They were attending a two-day regional strategic forecasting conference held in Hong Kong by the Economist Corporate Network and attended by 200 business leaders on Tuesday.
They forecast that the world economy would grow by about 4 per cent a year until 2006 - slowed down by the sluggish growth of the United States, the European Union and Japan.
Robin Bew, the network's chief economist, told the conference that economic recovery in the United States has been hampered by a series of corporate scandals and a slump on the equity markets, while the European Union is in danger of entering a double-dip recession.
Lois Dougan Tretiak, vice-president and director of the network for China, said China's growth is particularly driven by increasing consumer spending and exports, and stable investment.
"Consumer spending is rising in China as unemployment falls, and China's welfare net is perceptibly stronger," Tretiak remarked. She estimated that consumer spending would grow by about 7 per cent annually in the years up to 2006.

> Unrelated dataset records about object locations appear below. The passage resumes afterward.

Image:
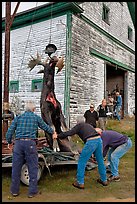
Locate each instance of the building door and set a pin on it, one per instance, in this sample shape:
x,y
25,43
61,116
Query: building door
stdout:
x,y
115,82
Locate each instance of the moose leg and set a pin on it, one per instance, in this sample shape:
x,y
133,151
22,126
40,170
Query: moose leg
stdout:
x,y
46,116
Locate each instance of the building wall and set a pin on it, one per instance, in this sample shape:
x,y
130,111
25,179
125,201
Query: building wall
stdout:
x,y
88,72
26,41
119,19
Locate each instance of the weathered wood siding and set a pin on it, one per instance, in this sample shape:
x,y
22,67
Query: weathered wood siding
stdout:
x,y
87,71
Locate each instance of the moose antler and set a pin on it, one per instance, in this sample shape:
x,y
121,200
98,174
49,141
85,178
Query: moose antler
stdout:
x,y
60,64
36,61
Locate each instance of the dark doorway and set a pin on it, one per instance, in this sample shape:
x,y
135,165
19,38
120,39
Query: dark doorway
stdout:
x,y
115,82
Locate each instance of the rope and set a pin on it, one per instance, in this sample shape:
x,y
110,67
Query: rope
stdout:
x,y
50,24
25,50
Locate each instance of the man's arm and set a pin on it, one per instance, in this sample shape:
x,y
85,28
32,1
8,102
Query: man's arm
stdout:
x,y
11,131
44,126
105,150
71,132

Connie Bolland, a Hong Kong-based regional economist for the network, told the media that the predictions are good news for the economy of the Hong Kong Special Administrative Region.
She said the current challenge for Hong Kong is to evolve a complementary growth model whereby it can both lead and gain from the mainland's growth, especially in South China.
The Economic Corporate Network is run by the Economist Group, publisher of the British weekly magazine The Economist.